RE: [xsl] How to mark every 5th output record.

Subject: RE: [xsl] How to mark every 5th output record.
From: "Patrick Bergeron" <pbergeron@xxxxxxxxxxx>
Date: Tue, 11 Mar 2008 11:30:03 -0400
Hello.

Thank you for a long and considerate post. It's true that taming the spec in
any language would be a challenge. It's a myriad of special cases and
exceptions, but it's also unfortunately a standard.

In retrospect it would have been a lot easier to do it in C++, especially
since we have access to the source code of the application that exports the
XML. The choice to use XSLT was chosen as a stress test to validate the XML
schema and to prove to third parties that they could use XSLT to implement
their own file converters.  In other words: "If we can export to *that*
format using XSLT, then our customers can export to any file format".  

Regarding your defense of XSLT, I'm not trying to force xslt to do something
it wasn't designed to do.

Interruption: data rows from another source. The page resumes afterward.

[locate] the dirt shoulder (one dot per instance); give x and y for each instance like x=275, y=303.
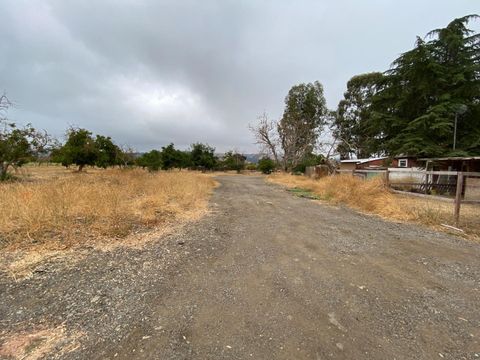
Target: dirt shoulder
x=265, y=275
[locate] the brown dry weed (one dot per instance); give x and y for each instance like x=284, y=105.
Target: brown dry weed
x=371, y=196
x=57, y=208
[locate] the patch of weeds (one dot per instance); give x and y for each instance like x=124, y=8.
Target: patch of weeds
x=304, y=193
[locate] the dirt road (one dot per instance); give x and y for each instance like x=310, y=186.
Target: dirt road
x=265, y=276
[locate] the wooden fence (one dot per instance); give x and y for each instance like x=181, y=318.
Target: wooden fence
x=454, y=186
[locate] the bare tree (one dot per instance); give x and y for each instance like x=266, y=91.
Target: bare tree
x=265, y=132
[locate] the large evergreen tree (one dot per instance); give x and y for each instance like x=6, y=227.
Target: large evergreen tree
x=303, y=117
x=353, y=113
x=427, y=88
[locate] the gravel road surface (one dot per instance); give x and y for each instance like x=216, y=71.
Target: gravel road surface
x=266, y=275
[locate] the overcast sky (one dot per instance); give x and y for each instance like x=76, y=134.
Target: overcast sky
x=148, y=73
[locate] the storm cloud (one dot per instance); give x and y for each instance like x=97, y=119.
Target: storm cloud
x=149, y=73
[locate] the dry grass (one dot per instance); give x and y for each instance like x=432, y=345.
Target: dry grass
x=37, y=344
x=372, y=197
x=58, y=209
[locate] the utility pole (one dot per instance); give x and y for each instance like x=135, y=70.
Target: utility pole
x=462, y=109
x=455, y=131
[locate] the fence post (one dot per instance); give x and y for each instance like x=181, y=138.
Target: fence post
x=458, y=197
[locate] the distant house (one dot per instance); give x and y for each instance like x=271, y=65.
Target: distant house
x=377, y=163
x=457, y=163
x=405, y=162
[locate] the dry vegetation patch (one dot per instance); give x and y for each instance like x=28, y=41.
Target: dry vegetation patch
x=371, y=196
x=36, y=344
x=67, y=209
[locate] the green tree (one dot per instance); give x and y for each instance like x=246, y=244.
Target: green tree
x=302, y=121
x=414, y=111
x=18, y=145
x=233, y=161
x=266, y=165
x=151, y=160
x=79, y=149
x=107, y=152
x=203, y=157
x=352, y=116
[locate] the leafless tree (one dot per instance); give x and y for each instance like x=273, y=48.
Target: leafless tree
x=265, y=132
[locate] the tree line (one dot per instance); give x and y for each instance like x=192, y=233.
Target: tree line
x=427, y=104
x=19, y=145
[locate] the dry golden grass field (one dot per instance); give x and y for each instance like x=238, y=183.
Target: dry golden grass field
x=372, y=197
x=56, y=208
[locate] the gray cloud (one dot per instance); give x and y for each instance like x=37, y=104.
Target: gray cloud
x=152, y=72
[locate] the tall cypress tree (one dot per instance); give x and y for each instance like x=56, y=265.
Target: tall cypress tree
x=427, y=88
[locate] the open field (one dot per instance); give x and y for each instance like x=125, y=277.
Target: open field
x=372, y=197
x=56, y=208
x=265, y=275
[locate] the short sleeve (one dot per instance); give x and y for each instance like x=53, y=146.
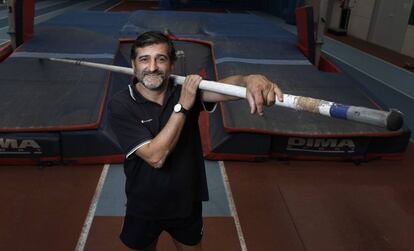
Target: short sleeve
x=130, y=133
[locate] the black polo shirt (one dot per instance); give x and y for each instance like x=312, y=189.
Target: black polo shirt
x=170, y=191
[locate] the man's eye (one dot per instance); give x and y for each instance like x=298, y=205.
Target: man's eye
x=162, y=60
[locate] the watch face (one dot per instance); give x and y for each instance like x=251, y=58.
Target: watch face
x=177, y=108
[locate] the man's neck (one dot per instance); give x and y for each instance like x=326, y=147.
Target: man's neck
x=156, y=96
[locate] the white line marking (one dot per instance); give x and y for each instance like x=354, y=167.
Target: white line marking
x=91, y=213
x=232, y=206
x=113, y=6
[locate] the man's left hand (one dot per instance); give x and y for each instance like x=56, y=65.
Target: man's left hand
x=261, y=91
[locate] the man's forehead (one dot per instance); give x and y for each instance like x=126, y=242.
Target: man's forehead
x=153, y=50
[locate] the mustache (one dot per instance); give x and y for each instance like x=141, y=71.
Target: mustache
x=157, y=72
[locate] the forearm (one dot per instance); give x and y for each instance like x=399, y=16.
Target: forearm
x=158, y=149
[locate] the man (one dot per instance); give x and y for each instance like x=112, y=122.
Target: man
x=156, y=123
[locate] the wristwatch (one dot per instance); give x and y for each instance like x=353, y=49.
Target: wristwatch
x=179, y=108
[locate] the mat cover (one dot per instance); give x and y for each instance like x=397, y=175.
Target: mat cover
x=56, y=112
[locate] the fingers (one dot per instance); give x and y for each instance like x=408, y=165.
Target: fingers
x=278, y=93
x=252, y=104
x=259, y=101
x=189, y=91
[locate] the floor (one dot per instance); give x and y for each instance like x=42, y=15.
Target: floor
x=272, y=205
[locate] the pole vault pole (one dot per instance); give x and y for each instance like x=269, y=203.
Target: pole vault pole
x=392, y=120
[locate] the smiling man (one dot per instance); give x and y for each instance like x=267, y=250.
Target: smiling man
x=156, y=123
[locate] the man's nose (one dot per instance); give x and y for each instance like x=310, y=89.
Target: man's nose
x=153, y=65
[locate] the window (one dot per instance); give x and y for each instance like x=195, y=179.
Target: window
x=411, y=20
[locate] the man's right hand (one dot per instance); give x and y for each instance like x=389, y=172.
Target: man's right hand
x=189, y=91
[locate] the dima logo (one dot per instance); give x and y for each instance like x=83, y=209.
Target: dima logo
x=19, y=146
x=332, y=145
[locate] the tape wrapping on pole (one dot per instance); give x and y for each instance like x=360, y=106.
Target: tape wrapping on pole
x=391, y=120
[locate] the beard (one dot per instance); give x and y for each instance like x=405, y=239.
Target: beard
x=152, y=80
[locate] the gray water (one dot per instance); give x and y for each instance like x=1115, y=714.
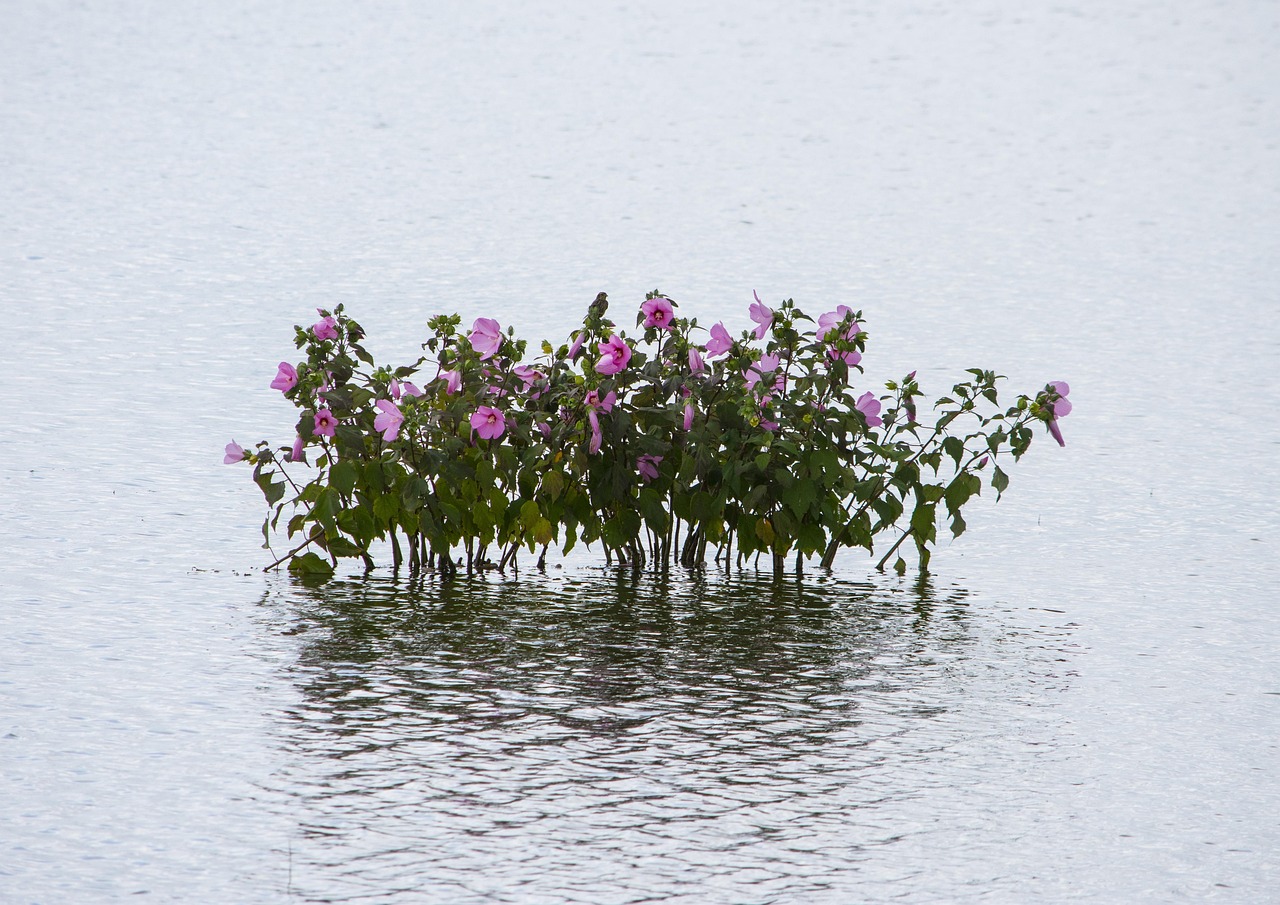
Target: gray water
x=1079, y=705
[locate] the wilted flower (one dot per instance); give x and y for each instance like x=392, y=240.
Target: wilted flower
x=767, y=364
x=325, y=423
x=658, y=312
x=830, y=332
x=325, y=329
x=388, y=420
x=762, y=315
x=648, y=466
x=489, y=423
x=615, y=356
x=286, y=378
x=869, y=406
x=1061, y=407
x=721, y=342
x=597, y=435
x=485, y=337
x=593, y=400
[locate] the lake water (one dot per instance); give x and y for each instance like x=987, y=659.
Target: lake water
x=1082, y=703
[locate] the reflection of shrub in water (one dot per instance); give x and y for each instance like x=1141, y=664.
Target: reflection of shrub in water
x=609, y=653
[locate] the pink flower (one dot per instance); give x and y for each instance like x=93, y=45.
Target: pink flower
x=828, y=330
x=721, y=342
x=325, y=329
x=606, y=405
x=489, y=423
x=1061, y=408
x=766, y=365
x=597, y=437
x=615, y=356
x=388, y=420
x=648, y=466
x=658, y=312
x=325, y=423
x=485, y=337
x=869, y=406
x=286, y=378
x=762, y=315
x=529, y=376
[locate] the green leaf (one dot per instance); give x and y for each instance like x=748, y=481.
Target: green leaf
x=273, y=490
x=327, y=508
x=801, y=496
x=309, y=565
x=923, y=522
x=954, y=447
x=529, y=515
x=342, y=476
x=999, y=480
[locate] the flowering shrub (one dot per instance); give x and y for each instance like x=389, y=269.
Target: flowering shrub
x=671, y=446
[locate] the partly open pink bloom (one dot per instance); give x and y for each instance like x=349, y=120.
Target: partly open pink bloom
x=762, y=315
x=597, y=435
x=1061, y=408
x=485, y=337
x=615, y=356
x=325, y=329
x=648, y=466
x=325, y=423
x=767, y=364
x=832, y=319
x=403, y=388
x=388, y=420
x=489, y=423
x=286, y=378
x=658, y=312
x=721, y=342
x=830, y=332
x=869, y=406
x=593, y=400
x=529, y=376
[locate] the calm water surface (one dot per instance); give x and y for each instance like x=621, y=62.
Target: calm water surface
x=1082, y=704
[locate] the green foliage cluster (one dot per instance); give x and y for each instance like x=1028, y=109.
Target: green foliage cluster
x=693, y=453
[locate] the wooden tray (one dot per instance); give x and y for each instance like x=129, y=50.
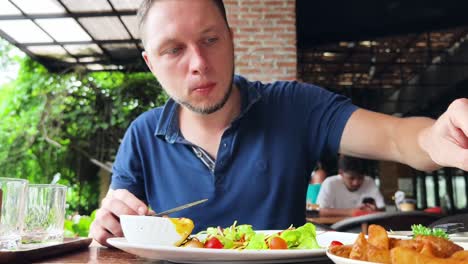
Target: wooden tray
x=35, y=252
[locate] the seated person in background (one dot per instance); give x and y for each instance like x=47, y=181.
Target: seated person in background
x=316, y=179
x=351, y=192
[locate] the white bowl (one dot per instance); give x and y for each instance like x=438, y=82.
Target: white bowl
x=152, y=230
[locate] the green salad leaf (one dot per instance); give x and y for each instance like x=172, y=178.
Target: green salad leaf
x=244, y=237
x=426, y=231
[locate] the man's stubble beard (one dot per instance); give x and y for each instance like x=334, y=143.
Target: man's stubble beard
x=211, y=109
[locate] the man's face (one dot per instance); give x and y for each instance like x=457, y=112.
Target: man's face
x=353, y=181
x=189, y=49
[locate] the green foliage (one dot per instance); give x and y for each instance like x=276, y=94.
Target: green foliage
x=426, y=231
x=61, y=122
x=79, y=228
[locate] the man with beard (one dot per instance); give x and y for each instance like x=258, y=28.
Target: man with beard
x=350, y=192
x=246, y=146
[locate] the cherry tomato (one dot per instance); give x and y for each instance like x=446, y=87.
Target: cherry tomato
x=278, y=243
x=213, y=243
x=335, y=243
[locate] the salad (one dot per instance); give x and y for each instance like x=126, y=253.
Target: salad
x=244, y=237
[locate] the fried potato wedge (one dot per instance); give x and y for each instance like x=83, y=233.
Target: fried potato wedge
x=359, y=248
x=378, y=237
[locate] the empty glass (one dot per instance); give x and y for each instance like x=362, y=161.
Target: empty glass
x=12, y=200
x=45, y=213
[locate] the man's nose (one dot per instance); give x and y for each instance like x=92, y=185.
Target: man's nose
x=198, y=61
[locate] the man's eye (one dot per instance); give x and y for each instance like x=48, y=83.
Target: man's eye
x=211, y=40
x=172, y=51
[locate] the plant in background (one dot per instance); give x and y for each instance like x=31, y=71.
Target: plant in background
x=78, y=225
x=69, y=123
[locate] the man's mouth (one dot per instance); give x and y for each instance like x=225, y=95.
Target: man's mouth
x=204, y=88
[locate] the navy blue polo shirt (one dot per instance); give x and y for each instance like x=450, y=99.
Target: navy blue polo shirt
x=263, y=164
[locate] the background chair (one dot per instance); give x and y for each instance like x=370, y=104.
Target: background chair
x=389, y=220
x=459, y=218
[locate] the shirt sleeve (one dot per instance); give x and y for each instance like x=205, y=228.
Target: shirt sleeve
x=326, y=114
x=127, y=170
x=325, y=197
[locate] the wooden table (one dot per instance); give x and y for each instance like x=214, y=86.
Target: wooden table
x=98, y=254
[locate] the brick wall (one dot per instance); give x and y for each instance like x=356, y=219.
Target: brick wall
x=265, y=38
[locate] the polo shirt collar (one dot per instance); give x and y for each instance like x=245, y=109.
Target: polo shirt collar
x=168, y=124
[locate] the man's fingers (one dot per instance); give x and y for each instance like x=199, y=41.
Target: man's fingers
x=117, y=207
x=107, y=221
x=131, y=201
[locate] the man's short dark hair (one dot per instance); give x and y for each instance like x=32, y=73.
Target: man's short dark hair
x=352, y=165
x=146, y=5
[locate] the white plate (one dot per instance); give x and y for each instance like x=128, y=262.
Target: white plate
x=341, y=260
x=202, y=255
x=457, y=237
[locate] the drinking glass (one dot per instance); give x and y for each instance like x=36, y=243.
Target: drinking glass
x=45, y=213
x=12, y=200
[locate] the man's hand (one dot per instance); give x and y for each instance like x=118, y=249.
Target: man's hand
x=446, y=141
x=116, y=203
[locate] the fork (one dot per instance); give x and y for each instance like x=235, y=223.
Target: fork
x=451, y=228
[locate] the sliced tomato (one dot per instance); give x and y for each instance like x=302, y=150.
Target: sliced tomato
x=335, y=243
x=278, y=243
x=213, y=243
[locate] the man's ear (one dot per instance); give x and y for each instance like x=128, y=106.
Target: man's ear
x=144, y=54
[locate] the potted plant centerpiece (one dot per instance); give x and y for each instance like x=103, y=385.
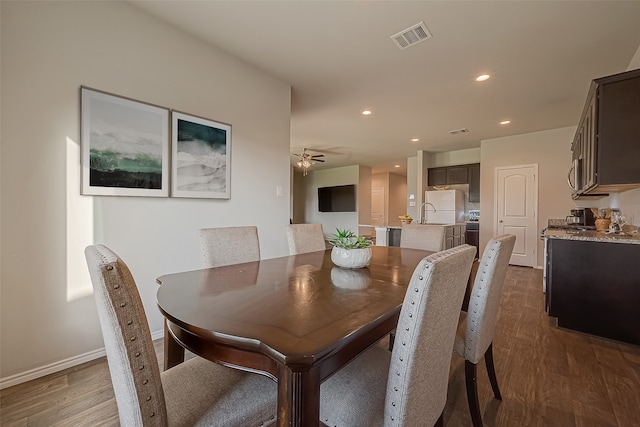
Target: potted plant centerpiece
x=350, y=250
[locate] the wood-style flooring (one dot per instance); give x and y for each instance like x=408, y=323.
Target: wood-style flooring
x=548, y=377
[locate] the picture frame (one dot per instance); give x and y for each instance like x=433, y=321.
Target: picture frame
x=201, y=157
x=124, y=146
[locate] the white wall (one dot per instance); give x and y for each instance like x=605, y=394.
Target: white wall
x=395, y=195
x=551, y=150
x=50, y=49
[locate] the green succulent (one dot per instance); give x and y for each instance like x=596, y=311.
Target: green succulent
x=347, y=239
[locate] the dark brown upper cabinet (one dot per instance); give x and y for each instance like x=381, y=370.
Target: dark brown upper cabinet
x=606, y=147
x=459, y=174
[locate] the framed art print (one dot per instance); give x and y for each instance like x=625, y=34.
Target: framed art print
x=201, y=157
x=125, y=146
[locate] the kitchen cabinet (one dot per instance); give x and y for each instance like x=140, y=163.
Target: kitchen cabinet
x=606, y=147
x=474, y=182
x=437, y=176
x=457, y=174
x=594, y=287
x=460, y=174
x=454, y=235
x=472, y=235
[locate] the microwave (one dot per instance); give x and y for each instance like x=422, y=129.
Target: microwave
x=574, y=177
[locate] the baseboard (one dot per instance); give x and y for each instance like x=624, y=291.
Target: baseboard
x=61, y=365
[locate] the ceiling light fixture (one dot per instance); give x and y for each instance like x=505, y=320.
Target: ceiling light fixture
x=305, y=160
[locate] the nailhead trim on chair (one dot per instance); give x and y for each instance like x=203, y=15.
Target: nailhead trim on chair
x=137, y=355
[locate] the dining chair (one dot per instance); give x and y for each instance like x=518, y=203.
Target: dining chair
x=422, y=236
x=303, y=238
x=195, y=392
x=474, y=337
x=229, y=245
x=415, y=390
x=419, y=236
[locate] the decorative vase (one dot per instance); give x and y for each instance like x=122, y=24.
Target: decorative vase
x=602, y=224
x=351, y=258
x=349, y=278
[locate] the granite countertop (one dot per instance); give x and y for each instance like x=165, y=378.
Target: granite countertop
x=632, y=237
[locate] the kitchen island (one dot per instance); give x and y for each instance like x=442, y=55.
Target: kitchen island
x=593, y=282
x=389, y=235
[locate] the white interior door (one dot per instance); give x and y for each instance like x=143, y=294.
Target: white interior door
x=377, y=206
x=516, y=198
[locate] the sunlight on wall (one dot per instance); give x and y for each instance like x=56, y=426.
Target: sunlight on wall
x=79, y=228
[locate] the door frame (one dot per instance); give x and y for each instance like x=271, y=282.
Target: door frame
x=533, y=241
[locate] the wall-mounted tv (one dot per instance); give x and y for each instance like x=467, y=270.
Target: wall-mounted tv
x=341, y=198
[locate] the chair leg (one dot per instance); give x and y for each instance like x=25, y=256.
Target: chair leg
x=440, y=422
x=470, y=371
x=488, y=361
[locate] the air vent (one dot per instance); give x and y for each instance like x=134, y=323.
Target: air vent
x=458, y=131
x=411, y=36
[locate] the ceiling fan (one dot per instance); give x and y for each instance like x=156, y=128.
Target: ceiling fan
x=305, y=160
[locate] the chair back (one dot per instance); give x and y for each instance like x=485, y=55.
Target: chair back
x=133, y=365
x=229, y=245
x=484, y=301
x=419, y=236
x=419, y=369
x=303, y=238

I'm simply trying to find the path of least
resistance to accomplish that last 0.05% to meet spec compliance.

Patrick Bergeron


-----Original Message-----
From: Wendell Piez [mailto:wapiez@xxxxxxxxxxxxxxxx] 
Sent: Tuesday, March 11, 2008 10:55 AM
To: xsl-list@xxxxxxxxxxxxxxxxxxxxxx
Subject: RE: [xsl] How to mark every 5th output record.

Patrick,

Just because your logic is currently at 2900 lines of code doesn't 
mean it has to be. In fact, if its approach to processing is as 
imperative as what you've suggested you "should" be able to do, 
chances are reasonably good that someone who's familiar and 
comfortable with the XSLT processing model could reduce it radically 
by refactoring.


Nor is pipelining (the term of art for processing your output as 
input) inherently such a bad thing. Indeed, in XSLT 2.0, it can be 
done transparently in one stylesheet. Depending on your architecture 
and implementation, it need not be inefficient.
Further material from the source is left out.